Even when Gordon does venture out of his home — and he mentions that his sister hasn't left hers in a month — the combination of his experience and the lingering fear it will happen again drains the flavor out of life.

"I can't leave it behind me, but I try to live with it. There is no other way. But I am sadder, and scared to go to crowded places. Studying, going out with my girlfriend, even going out with friends to have a drink, you are quiet. Sometimes you find yourself in a situation where you know you would be enjoying yourself if you hadn't experienced this thing," he said. "Everything in life, it looks a little bit tasteless. We are like hostages in our own cities."

Perhaps the No. 1 misconception Americans hold, according to both Gordon and Harel, is that Israelis hate Palestinians. That, they say, is not the case.

"Even after what happened to me, I do not hate the Palestinians. I hope there will be peace one day. I hope all this area will be quiet," said Gordon.

"But I won't ever forgive the ones that sent this suicide bomber to kill 11 innocent people in the coffee shop where I worked. This is something I just won't forgive them. I think we should do something about these people before we sit down and get into any agreements."

Harel added: "We just want to be able to go about our lives, go to work, go back home, see friends, have a coffee, have a drink. We came to this situation because people weren't safe. We had to come in with the army and step in to try to find all the terrorists."

Terrorism, Gordon said, is not merely a problem in Israel and New York City.

"Here in California, you can say, 'New York, that's really far away.' When I was in Jerusalem, I thought far away was the next street. Then they caught me in the coffee place."

The young Israelis said they weren't happy about Israel's Operation Defensive Shield, but they felt it was a logical response to escalating terror attacks. And they both also expressed extreme frustration with the world media's demonization of Israel for actions in Jenin, while giving a free pass to Palestinian terrorist groups.

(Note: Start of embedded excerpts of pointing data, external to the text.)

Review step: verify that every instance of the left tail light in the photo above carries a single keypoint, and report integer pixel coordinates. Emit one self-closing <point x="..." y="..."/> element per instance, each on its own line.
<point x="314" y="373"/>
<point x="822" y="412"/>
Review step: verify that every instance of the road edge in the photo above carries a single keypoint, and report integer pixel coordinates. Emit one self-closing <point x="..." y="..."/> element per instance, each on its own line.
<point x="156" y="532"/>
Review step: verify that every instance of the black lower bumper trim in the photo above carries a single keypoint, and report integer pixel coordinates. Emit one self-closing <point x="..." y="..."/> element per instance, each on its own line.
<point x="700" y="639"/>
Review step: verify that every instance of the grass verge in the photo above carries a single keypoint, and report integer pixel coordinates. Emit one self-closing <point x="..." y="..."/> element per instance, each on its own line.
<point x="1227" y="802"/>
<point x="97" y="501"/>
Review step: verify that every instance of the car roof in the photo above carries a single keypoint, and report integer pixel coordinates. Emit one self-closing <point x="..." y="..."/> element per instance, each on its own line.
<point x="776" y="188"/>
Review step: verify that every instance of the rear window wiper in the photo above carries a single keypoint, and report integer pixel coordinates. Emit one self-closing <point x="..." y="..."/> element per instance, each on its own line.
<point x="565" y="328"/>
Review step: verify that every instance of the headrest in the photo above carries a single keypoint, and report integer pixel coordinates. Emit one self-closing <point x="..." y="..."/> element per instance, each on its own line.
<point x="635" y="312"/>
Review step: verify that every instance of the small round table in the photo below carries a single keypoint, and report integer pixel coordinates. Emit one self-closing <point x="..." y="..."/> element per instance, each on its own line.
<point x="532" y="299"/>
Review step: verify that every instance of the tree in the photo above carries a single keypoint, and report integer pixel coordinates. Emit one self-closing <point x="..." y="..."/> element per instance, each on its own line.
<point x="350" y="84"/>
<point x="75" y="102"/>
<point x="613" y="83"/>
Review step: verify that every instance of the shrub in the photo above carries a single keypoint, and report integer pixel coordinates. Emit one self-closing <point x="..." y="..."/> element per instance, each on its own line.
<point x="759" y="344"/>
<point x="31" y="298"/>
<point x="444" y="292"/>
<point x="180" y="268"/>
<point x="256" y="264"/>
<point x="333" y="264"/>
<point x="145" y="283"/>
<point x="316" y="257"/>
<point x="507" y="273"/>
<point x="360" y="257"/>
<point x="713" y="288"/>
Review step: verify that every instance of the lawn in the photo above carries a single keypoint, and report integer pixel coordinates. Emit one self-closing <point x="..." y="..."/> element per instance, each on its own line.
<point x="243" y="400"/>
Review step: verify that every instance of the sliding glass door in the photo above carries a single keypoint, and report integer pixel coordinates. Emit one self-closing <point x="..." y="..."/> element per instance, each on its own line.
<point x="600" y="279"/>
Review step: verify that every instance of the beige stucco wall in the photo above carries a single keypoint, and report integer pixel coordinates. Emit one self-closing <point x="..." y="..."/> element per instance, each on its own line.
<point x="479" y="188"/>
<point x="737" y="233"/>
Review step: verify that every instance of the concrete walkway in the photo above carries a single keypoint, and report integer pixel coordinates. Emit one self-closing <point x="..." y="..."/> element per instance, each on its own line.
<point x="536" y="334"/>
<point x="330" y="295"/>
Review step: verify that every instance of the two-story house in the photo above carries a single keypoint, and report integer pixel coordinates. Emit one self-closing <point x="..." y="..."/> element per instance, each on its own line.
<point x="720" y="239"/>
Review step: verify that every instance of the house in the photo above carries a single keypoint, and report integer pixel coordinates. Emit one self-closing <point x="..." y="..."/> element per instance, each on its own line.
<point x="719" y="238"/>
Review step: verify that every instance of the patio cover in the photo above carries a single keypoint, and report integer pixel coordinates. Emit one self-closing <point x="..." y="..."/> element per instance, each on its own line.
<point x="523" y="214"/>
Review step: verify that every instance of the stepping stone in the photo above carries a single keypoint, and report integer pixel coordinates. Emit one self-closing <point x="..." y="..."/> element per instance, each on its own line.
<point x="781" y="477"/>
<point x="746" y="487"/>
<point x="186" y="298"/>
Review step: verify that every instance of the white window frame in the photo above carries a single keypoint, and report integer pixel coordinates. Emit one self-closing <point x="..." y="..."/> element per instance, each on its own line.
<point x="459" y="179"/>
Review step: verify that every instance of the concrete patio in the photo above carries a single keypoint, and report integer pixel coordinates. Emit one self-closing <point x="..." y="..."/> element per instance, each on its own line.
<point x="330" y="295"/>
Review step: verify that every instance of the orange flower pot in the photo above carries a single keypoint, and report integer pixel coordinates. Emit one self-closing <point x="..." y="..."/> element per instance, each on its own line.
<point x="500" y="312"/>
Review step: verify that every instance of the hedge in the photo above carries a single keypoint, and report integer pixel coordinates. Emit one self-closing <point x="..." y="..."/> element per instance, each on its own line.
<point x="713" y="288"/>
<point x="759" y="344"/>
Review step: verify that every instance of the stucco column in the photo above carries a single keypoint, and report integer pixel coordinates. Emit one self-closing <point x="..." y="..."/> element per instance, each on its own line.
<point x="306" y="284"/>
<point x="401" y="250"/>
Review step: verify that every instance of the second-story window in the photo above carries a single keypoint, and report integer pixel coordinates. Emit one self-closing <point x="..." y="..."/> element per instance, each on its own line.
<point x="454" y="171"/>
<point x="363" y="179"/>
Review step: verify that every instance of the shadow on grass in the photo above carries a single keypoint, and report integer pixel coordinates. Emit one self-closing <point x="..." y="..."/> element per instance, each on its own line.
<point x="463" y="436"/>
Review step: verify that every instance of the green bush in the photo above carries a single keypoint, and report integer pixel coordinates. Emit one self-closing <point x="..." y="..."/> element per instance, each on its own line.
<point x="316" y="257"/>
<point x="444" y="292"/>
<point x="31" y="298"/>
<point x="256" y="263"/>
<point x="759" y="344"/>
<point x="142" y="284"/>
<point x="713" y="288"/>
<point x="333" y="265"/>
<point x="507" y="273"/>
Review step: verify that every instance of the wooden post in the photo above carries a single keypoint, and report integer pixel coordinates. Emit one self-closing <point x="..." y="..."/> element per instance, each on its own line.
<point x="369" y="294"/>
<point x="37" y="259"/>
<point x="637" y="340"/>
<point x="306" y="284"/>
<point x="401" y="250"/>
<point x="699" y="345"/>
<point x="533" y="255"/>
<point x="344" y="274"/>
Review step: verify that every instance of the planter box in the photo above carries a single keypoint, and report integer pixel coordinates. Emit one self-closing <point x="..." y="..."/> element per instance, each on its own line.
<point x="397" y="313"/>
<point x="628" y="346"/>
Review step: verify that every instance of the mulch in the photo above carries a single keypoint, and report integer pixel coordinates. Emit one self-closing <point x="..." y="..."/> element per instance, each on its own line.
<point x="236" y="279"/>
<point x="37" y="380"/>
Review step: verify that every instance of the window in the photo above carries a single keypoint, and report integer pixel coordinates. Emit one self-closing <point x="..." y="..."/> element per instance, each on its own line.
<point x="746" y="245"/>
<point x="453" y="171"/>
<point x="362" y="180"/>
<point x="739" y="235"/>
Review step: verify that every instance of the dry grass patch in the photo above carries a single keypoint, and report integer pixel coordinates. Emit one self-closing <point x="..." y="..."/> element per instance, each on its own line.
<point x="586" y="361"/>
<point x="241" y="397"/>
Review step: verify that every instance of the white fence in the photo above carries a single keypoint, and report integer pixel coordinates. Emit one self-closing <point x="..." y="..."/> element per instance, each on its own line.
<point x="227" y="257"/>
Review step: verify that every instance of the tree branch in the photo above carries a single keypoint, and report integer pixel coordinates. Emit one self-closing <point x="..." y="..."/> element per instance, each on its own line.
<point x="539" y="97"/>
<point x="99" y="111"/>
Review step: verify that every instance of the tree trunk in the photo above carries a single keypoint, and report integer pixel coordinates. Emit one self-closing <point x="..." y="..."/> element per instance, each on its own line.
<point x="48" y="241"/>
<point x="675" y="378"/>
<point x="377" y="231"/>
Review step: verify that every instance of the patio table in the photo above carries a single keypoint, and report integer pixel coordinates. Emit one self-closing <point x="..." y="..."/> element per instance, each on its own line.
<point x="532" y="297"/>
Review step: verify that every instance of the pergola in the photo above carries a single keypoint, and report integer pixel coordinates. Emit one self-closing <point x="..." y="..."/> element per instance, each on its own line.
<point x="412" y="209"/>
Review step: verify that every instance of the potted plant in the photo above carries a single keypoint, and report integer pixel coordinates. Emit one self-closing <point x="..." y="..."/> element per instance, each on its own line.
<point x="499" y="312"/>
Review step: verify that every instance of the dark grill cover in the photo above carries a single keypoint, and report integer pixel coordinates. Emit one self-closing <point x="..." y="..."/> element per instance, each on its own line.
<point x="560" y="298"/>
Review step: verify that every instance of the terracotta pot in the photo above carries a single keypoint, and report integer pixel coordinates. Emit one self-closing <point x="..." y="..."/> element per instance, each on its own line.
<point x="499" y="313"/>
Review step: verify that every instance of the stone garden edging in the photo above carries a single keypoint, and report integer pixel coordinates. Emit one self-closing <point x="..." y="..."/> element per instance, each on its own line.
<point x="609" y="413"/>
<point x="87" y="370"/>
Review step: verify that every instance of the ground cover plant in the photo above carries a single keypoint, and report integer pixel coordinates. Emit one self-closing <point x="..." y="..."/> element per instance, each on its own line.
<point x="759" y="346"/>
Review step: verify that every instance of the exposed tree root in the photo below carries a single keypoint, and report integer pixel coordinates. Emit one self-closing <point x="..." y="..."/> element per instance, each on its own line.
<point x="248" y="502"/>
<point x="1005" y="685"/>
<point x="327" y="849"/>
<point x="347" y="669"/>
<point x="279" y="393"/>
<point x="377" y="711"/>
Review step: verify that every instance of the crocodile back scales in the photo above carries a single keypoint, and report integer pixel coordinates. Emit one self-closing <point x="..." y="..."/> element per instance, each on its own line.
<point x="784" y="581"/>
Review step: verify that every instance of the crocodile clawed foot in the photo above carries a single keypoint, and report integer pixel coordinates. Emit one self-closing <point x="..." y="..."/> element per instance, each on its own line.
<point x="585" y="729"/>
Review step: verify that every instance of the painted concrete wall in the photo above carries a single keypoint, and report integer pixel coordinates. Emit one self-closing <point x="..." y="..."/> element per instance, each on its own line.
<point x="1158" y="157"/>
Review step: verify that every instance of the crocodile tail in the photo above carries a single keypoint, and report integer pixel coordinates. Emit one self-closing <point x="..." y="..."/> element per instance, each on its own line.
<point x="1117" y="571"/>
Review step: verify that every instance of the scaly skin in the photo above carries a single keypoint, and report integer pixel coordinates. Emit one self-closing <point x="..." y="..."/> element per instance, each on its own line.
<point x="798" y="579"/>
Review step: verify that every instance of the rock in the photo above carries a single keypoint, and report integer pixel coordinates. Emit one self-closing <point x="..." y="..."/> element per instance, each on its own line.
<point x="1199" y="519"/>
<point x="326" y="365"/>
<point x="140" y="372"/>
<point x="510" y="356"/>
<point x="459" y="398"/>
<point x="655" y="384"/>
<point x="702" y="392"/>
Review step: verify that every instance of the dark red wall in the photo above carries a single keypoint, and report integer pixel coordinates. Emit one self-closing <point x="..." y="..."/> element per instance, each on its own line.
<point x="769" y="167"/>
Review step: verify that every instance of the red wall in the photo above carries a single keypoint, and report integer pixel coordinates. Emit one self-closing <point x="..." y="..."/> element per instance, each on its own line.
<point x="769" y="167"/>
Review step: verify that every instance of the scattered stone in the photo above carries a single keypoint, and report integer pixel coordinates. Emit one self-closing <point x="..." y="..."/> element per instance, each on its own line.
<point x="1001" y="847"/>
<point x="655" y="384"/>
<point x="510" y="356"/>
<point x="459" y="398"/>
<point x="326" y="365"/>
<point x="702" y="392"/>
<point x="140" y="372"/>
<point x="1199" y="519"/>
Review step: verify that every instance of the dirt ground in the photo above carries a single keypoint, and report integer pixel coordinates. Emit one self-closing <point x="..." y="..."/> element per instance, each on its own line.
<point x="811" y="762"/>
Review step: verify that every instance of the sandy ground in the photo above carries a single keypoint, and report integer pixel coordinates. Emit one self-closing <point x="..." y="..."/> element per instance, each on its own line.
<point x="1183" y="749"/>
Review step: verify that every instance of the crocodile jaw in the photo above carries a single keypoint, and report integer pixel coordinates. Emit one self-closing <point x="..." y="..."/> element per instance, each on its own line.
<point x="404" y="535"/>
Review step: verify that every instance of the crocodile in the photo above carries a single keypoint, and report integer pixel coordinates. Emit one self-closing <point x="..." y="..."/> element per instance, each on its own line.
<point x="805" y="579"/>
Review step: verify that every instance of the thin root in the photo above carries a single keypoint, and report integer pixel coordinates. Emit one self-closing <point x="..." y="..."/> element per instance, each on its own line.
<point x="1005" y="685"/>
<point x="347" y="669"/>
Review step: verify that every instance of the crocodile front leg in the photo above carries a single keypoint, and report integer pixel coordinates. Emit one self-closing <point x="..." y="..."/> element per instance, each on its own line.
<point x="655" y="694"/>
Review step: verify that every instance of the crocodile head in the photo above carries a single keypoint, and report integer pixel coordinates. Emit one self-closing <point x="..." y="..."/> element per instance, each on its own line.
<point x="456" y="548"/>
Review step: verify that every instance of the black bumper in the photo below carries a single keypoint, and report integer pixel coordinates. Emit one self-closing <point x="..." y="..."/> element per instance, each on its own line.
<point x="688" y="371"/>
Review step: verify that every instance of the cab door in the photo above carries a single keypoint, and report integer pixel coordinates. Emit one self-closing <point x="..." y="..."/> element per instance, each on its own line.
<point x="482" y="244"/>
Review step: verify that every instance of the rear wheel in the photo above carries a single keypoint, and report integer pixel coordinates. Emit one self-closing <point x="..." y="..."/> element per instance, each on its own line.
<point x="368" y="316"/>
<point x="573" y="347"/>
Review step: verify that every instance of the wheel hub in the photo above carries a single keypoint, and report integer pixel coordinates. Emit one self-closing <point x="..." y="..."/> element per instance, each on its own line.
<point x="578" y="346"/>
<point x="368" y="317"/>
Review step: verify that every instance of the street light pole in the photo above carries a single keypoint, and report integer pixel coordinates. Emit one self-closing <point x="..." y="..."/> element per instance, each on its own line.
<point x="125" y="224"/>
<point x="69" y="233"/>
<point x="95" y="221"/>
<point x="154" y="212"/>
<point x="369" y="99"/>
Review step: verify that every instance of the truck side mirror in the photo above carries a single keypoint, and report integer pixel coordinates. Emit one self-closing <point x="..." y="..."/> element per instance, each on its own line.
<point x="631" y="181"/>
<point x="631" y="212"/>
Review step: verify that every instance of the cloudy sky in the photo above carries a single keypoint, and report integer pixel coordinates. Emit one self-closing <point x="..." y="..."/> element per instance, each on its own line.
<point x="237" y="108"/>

"The world thinks that Israel is the Goliath because we are stronger, and they see the picture of the tank next to the 16-year-old Palestinian. But they know we are human. They use kids against us," said Gordon, a reserve lieutenant in the Israel Defense Force. Shortly after surviving the suicide bombing, Gordon was called up to active military duty, but was sent home a few days later without having seen any action.

"When I and my friends went to the army to look for these terrorists, we are [made to] feel like murderers, and I don't think we are murderers."

He removes the newspaper once again, and points to the photo of himself, frantically wading over dead friends in a scene of terror.

"This, this is murder. What I experienced is murder."

Joe Eskenazi

Joe Eskenazi is the managing editor at Mission Local. He is a former editor-at-large at San Francisco magazine, former columnist at SF Weekly and a former J. staff writer.